In a recent study, researchers from the Rochester, Minn-based Mayo Clinic report that a risk score may be developed to assist in predicting the risk of serious infection in rheumatoid arthritis (RA) patients. According to a recent news release, the score is designed to use information about how RA is impacting a patient, factoring in components including age, corticosteroid use, and the presence of other illnesses.
The release notes that the Mayo team developed the infection risk score based on the medical records gathered in the National Institutes of Health-funded Rochester Epidemiology Project, which encompassed 584 RA patients diagnosed between the years 1955 and 1994, with a follow up that extended until January 2000. The results of this research suggested that among these patients, 252 had more than one serious infection requiring hospitalization and/or intravenous antibiotic.

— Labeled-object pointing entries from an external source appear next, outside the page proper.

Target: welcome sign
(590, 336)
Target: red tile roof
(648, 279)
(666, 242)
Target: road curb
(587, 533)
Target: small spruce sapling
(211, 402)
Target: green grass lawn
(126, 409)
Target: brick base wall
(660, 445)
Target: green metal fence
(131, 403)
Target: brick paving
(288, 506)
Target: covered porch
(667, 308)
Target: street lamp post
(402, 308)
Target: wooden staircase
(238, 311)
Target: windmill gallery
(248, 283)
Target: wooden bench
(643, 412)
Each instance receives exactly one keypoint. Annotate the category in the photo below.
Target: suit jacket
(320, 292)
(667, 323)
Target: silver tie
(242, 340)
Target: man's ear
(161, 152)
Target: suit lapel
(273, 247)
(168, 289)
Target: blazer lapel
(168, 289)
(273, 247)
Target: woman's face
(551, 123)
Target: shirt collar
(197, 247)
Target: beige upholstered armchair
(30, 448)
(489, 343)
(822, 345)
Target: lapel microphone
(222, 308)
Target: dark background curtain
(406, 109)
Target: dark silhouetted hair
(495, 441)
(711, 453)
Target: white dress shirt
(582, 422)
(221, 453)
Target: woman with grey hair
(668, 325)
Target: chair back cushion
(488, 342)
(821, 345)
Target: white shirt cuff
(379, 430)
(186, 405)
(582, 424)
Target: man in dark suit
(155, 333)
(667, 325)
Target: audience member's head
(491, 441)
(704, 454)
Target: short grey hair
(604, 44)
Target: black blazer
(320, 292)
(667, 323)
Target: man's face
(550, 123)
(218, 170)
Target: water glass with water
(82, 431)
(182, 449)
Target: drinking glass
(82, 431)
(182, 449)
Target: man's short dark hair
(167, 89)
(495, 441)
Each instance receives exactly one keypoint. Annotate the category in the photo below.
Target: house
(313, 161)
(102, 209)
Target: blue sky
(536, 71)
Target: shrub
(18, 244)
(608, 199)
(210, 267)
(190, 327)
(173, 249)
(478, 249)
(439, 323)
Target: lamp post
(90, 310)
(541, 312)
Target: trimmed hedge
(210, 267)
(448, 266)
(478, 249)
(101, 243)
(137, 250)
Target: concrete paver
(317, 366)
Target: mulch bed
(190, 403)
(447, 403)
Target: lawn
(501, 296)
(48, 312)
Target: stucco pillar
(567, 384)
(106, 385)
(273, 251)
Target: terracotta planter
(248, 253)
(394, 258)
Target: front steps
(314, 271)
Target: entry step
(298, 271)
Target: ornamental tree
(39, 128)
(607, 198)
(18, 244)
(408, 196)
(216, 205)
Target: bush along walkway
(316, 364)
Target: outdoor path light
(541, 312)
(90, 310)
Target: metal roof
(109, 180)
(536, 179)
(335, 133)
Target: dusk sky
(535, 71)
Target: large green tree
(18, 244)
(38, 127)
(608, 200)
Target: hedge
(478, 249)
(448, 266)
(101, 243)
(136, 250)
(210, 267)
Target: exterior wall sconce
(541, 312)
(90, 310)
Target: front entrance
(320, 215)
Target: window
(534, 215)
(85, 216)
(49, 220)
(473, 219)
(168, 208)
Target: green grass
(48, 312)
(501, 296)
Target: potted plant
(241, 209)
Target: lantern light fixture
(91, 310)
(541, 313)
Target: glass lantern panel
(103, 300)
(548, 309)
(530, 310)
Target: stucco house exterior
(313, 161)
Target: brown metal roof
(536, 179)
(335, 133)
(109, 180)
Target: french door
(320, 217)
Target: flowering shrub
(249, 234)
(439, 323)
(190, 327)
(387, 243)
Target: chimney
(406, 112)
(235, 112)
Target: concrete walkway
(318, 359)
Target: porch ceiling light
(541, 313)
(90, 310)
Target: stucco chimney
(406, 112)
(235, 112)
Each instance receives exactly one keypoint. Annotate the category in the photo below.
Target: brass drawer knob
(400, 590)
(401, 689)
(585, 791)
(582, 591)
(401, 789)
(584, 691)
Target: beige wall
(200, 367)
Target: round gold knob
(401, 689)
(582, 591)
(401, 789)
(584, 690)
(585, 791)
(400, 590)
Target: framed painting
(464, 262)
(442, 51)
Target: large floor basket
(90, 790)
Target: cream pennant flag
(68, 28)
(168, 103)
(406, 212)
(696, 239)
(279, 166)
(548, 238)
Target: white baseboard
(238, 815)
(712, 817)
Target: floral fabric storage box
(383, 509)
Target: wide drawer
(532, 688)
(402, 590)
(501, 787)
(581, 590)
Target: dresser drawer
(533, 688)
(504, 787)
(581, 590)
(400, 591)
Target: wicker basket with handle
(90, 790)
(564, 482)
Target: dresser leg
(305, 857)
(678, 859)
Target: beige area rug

Mayo Clinic reports that multiple factors were considered in the infection risk score’s calculation, including age, previous serious infections, corticosteroid use, low white blood cell count, signs of RA outside joints, and elevated results in a blood test used to detect signs of inflammation. “Using a risk score in this way can alert physicians that their patient is at high risk for infection and needs more frequent follow-ups, measures for infection prevention and possible changes in treatments,” explains senior author Eric Matterson, MD, chair of the division of rheumatology at Mayo Clinic.
Matterson adds that RA patients exhibit a higher risk of infection and this risk does not only stem from arthritis drugs. The study calls for more research in order to determine the level of infection risk at which patients would obtain the most benefit from medications to prevent infection. The research would also need to determine how infection risk might impact the use of a category of RA drugs, disease-modifying antirheumatic drugs, DMARDs.